I only know of two households where they prefer guests to remove shoes. I've visited both once each. Both times we were asked to take our shoes off, which we did. We were them asked into the garden, shoeless. Quite bizarre.

We wouldn't dream of expressing a preference. We joked about telling these people we were a shoes on house, so we'd prefer if they kept their shoes on, but of course we didn't want to humiliate or wrongfoot anyone, so we didn't even make that joke.

We don't care what people do as long as they feel welcome.

SinglePringle · 17/11/2014 18:05

I agree with Savignon - it's 'common' to care more about your belongings than your guests comfort. Firstly, that uber-expensive Persian rug that was inherited from Great Great Granny is expensive enough to withstand wear and tear - after all, it's lasted the past 200 years and secondly, if we had to replace it, we could easily afford to...

Gillian1980 · 17/11/2014 18:14

I always wear shoes round the house, or very occasionally slippers. It's a cold house and we have lots of pets who line to chase bare feet! Therefore I never ask guests to go shoes off.

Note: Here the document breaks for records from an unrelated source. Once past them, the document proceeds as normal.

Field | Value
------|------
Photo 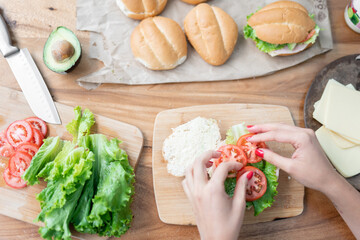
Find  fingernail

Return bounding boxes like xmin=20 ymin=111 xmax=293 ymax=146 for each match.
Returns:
xmin=255 ymin=149 xmax=264 ymax=157
xmin=246 ymin=171 xmax=254 ymax=180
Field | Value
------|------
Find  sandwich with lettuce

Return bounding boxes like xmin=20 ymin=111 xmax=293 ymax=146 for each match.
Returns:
xmin=244 ymin=1 xmax=320 ymax=57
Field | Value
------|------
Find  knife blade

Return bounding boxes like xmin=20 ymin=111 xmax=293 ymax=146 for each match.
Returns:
xmin=0 ymin=14 xmax=61 ymax=124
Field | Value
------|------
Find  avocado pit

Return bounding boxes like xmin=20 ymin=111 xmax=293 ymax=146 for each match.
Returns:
xmin=43 ymin=27 xmax=81 ymax=73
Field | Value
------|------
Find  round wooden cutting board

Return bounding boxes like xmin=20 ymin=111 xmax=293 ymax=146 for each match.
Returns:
xmin=304 ymin=54 xmax=360 ymax=190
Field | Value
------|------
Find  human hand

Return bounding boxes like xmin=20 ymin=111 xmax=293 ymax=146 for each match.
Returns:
xmin=248 ymin=124 xmax=339 ymax=193
xmin=182 ymin=151 xmax=253 ymax=240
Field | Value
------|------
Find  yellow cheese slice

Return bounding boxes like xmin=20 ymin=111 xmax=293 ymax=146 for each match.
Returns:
xmin=313 ymin=79 xmax=360 ymax=148
xmin=323 ymin=81 xmax=360 ymax=141
xmin=315 ymin=127 xmax=360 ymax=177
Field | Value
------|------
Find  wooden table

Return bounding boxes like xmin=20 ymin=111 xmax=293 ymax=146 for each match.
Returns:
xmin=0 ymin=0 xmax=360 ymax=240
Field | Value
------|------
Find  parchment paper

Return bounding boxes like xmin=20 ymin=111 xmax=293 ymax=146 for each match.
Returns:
xmin=77 ymin=0 xmax=333 ymax=84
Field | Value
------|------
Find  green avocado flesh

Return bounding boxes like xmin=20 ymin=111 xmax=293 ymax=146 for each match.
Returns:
xmin=43 ymin=27 xmax=81 ymax=73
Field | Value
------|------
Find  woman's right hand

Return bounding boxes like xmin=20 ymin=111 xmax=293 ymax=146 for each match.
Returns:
xmin=248 ymin=124 xmax=340 ymax=193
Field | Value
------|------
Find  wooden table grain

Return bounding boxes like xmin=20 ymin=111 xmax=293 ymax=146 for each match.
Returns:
xmin=0 ymin=0 xmax=360 ymax=240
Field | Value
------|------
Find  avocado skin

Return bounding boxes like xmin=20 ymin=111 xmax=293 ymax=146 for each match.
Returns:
xmin=43 ymin=26 xmax=82 ymax=74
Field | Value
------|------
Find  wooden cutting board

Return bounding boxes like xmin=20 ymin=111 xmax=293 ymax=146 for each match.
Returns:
xmin=153 ymin=104 xmax=304 ymax=225
xmin=0 ymin=87 xmax=143 ymax=239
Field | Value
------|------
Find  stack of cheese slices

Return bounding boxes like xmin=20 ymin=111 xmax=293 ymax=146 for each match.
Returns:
xmin=313 ymin=79 xmax=360 ymax=177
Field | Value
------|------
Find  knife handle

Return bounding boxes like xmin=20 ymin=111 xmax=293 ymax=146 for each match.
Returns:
xmin=0 ymin=14 xmax=19 ymax=57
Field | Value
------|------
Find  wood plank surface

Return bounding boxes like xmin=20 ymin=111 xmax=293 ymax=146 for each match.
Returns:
xmin=152 ymin=104 xmax=304 ymax=225
xmin=0 ymin=0 xmax=360 ymax=240
xmin=0 ymin=87 xmax=144 ymax=240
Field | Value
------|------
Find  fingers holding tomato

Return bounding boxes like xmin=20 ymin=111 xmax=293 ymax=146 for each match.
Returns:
xmin=236 ymin=166 xmax=267 ymax=202
xmin=236 ymin=133 xmax=268 ymax=163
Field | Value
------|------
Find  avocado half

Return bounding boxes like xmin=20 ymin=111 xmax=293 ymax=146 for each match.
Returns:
xmin=43 ymin=26 xmax=81 ymax=73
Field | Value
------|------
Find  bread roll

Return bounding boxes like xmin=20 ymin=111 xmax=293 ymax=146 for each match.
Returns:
xmin=248 ymin=1 xmax=316 ymax=44
xmin=182 ymin=0 xmax=207 ymax=5
xmin=131 ymin=17 xmax=187 ymax=70
xmin=116 ymin=0 xmax=167 ymax=20
xmin=184 ymin=3 xmax=238 ymax=66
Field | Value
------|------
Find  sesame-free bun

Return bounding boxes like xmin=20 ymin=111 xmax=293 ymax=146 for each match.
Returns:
xmin=131 ymin=17 xmax=187 ymax=70
xmin=182 ymin=0 xmax=207 ymax=5
xmin=184 ymin=3 xmax=238 ymax=66
xmin=248 ymin=1 xmax=316 ymax=44
xmin=116 ymin=0 xmax=167 ymax=20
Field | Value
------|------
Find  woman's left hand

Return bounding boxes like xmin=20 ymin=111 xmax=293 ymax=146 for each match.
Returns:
xmin=182 ymin=151 xmax=252 ymax=240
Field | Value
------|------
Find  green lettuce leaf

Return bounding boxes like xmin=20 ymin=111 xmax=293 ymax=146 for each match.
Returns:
xmin=66 ymin=106 xmax=95 ymax=143
xmin=225 ymin=123 xmax=250 ymax=145
xmin=224 ymin=160 xmax=278 ymax=216
xmin=22 ymin=137 xmax=64 ymax=185
xmin=72 ymin=134 xmax=135 ymax=237
xmin=36 ymin=146 xmax=95 ymax=239
xmin=252 ymin=160 xmax=279 ymax=216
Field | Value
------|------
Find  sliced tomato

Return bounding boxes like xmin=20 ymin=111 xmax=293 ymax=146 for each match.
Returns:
xmin=9 ymin=152 xmax=32 ymax=177
xmin=236 ymin=133 xmax=267 ymax=163
xmin=3 ymin=168 xmax=26 ymax=188
xmin=30 ymin=128 xmax=44 ymax=147
xmin=302 ymin=29 xmax=316 ymax=43
xmin=16 ymin=143 xmax=39 ymax=157
xmin=6 ymin=120 xmax=33 ymax=148
xmin=237 ymin=166 xmax=267 ymax=202
xmin=0 ymin=143 xmax=14 ymax=157
xmin=25 ymin=117 xmax=47 ymax=137
xmin=214 ymin=144 xmax=247 ymax=167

However, whenever I go to other people's houses I always ask if it's shoes off. Happy to do whatever is the norm in their house.

atticusclaw · 17/11/2014 18:15

Ah but given that most of us don't actually have priceless rugs inherited from Great Great Granny is it therefore more "common" to pretend that we are too rich to care and have a spare thousand or so hanging around to replace the library carpet every year Wink

Carrierpenguin · 17/11/2014 18:18

Yanbu. I take my shoes off always at other people's houses, I expect the same at mine.

emotionsecho · 17/11/2014 18:19

Library atticusclaw you have a libraryShock

SinglePringle · 17/11/2014 18:20

Ah, regardless, it's still more common to ca more about a carpet than a guest Wink.